Obtaining keys of others

You need to get the keys of others so you can send encrypted email to them. Here is how.

  1. Look for your friend’s email here and copy the gibberish text that appears, e.g. mine
  2. Click the little padlock icon on the top right of your Chrome
  3. Click “setup” on list of things
  4. Paste the gibberish text in the textbox
  5. Click Import
  6. It should say “success … Mate Soos [or your friend’s fictitious name]… imported”
  7. Done!

Sending encrypted email

  1. Go to gmail.com
  2. Click compose. Fill in subject and recipient (these will not be encrypted)
  3. You will see a little notepad icon in the email text body. Click it.
  4. 1st Pop-up appears. Write your mail here! Note that these drafts are not saved, so you need to be careful
  5. Click “Encrypt”
  6. 2nd Pop-up comes up. Your own email address will be automatically added to “Encrypt for”
  7. You need to select at the top drop-down menu the destination email address (which you must have imported as per setup). Once you selected the destination,  click “Add” (don’t forget to click “Add’, it’s easy to forget)
  8. You now have 2 email addresses in the bottom list. One is yourself, one is the recipient
  9. Click OK. 2nd pop-up disappears. Your email is now encrypted in this popup.
  10. Click “Transfer”, 1st Pop-up disappears
  11. You are now in the compose window again. Don’t change anything, just click “Send”
  12. Done!

Reading encrypted email

  1. go to gmail.com
  2. click on email to read
  3. email window opens, email is yellow with a lock on top. Click!
  4. enter the password you used above
  5. decrypted email appears

Backing up your private keys

  1. In chrome, click the top right padlock
  2. Click Options
  3. Click Export
  4. Popup appears. Click Download
  5. The file “all_keys.asc” is now saved to disk
  6. Keep this file backed up. Done!

Sending your public key to others

You need to send your public key to your recipient so they can send you encrypted mail (and verify your signature). Also, it’s a good idea to put them on a public site, like your blog or on pgp.mit.edu.

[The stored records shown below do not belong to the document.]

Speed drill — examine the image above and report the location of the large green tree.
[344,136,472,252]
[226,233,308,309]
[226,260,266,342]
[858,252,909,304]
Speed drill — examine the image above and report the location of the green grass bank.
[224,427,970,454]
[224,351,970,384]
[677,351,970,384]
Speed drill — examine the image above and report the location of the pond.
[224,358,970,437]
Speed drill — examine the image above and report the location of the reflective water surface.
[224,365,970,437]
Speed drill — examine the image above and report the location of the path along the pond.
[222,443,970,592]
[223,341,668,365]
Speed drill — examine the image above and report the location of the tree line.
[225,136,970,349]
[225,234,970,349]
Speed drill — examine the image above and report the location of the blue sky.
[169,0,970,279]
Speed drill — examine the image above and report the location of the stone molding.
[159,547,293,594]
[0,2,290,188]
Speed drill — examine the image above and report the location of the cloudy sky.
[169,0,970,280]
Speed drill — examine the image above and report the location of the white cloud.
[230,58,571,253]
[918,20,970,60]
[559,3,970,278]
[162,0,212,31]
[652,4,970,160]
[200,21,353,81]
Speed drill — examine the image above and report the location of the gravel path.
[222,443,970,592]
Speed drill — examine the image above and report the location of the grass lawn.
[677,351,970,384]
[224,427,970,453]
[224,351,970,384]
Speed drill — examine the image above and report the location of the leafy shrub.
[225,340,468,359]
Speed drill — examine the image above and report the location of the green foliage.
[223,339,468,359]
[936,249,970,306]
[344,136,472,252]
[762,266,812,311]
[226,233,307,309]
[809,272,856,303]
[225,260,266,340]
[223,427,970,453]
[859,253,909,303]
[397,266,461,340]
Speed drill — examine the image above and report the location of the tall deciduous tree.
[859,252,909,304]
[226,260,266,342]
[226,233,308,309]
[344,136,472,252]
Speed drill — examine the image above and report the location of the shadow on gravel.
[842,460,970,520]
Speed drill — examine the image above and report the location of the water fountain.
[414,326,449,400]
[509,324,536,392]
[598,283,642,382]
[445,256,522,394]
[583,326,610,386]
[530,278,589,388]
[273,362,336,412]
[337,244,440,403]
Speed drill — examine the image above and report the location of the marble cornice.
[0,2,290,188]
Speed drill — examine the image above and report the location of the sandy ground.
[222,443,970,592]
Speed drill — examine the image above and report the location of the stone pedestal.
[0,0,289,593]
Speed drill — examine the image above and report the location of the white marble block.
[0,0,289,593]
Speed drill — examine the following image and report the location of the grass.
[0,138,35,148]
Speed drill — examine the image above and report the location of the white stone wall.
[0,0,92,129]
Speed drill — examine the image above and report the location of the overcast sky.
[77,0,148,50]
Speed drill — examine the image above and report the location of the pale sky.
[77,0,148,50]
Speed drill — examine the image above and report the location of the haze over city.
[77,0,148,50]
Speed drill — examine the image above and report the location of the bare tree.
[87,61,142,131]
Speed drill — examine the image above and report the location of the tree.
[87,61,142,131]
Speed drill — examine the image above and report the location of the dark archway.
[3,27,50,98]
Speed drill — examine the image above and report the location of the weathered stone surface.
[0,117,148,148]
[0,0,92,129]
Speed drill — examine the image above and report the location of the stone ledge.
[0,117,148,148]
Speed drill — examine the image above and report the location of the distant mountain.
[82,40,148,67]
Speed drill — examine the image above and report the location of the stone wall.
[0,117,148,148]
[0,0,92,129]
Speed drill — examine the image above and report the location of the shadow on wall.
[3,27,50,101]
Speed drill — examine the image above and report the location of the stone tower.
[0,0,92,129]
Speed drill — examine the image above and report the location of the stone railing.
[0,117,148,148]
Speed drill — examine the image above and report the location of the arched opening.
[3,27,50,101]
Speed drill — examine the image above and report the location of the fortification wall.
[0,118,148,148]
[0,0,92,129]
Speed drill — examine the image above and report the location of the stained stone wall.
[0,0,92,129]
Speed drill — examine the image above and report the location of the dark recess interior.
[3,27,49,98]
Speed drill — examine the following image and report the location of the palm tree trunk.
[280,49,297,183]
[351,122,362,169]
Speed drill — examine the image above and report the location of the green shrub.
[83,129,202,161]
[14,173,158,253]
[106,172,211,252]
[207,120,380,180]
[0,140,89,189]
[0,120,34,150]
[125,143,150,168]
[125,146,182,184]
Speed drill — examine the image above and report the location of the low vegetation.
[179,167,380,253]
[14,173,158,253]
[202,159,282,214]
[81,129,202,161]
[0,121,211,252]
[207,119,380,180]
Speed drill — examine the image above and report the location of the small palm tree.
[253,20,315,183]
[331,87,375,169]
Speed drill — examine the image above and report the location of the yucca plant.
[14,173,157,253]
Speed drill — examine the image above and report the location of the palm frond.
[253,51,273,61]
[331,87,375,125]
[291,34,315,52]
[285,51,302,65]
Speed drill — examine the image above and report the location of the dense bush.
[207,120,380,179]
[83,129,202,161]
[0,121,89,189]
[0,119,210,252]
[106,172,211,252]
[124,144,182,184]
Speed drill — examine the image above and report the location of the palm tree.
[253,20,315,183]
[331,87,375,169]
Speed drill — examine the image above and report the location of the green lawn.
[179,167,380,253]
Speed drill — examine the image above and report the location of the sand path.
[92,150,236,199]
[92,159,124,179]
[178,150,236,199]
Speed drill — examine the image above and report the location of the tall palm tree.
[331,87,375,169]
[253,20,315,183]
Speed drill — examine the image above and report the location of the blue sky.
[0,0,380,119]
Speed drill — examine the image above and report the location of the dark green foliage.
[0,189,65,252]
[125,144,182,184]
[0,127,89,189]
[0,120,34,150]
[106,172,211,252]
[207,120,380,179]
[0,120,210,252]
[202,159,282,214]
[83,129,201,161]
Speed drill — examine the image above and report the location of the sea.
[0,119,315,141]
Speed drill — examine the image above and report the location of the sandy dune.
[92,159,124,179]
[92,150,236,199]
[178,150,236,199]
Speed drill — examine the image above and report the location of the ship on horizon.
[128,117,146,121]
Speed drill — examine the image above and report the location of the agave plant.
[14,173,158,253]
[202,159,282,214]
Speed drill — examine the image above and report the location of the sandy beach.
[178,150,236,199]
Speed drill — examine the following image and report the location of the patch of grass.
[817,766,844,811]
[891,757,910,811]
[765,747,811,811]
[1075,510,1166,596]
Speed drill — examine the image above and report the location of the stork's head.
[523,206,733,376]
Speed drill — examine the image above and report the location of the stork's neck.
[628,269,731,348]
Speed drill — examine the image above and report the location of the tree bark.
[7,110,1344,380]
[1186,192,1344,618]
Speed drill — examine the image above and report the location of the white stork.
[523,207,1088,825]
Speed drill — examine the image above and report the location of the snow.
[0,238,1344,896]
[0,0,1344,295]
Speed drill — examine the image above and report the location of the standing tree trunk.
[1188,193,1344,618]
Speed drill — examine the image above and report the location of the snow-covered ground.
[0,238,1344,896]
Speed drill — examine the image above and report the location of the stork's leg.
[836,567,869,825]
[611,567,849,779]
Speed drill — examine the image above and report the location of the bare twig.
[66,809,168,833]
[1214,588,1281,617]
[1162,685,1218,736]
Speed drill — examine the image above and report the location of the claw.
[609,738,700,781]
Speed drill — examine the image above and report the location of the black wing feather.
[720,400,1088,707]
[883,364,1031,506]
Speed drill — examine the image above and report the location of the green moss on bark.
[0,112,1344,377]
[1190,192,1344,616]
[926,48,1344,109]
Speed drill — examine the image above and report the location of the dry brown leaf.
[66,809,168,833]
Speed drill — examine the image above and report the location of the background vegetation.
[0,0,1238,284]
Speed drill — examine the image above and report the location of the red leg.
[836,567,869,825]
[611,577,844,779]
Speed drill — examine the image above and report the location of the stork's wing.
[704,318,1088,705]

  1. In chrome, click the top right padlock
  2. Click Options
  3. Pop-up appears. On the bottom, click the email address that says “primary”
  4. 2nd pop-up appears. On the top menu, click “Export”
  5. Here, make sure you have “Public” selected (it’s the default)
  6. Click download.
  7. Attach that file to an email to me or anyone you want to send you encypted mail
  8. Upload the contents of the file here

Try no to confuse the private and the public keys. Send the public key to everyone. Never send the private key to anyone, ever.

Closing thoughts

The security professionals would point out that trusting the public key is not discussed above. It’s true, it’s not discussed, and it’s not easy to know what to trust. However, the vast majority of the time, the resurrecting duckling principle will work well — it’s when you trust the first thing you see, just like the duckling trusting that the first thing it sees is its mother. It’s imperfect, but the web of trust is very unintuitive and therefore may bring less benefits than most think. A technology that is good but is unintuitive often harms more than most people would admit.

Trusting the first key will be good for most people. In case you are in danger of being seriously harmed for the information you are about to send, though, please try to make sure the key you got was legitimate, by, e.g. phoning up your recipient and confirming the key fingerprint (displayed on the setup page).

Note that in case your computer is compromised, the above will not help. They will be able to read your data and read your password as you type it. So, try not to visit dodgy sites, allow Windows and Mac to encrypt your drive, choose a strong login password,  use a password manager for all sites, and keep your Mac and Windows updated.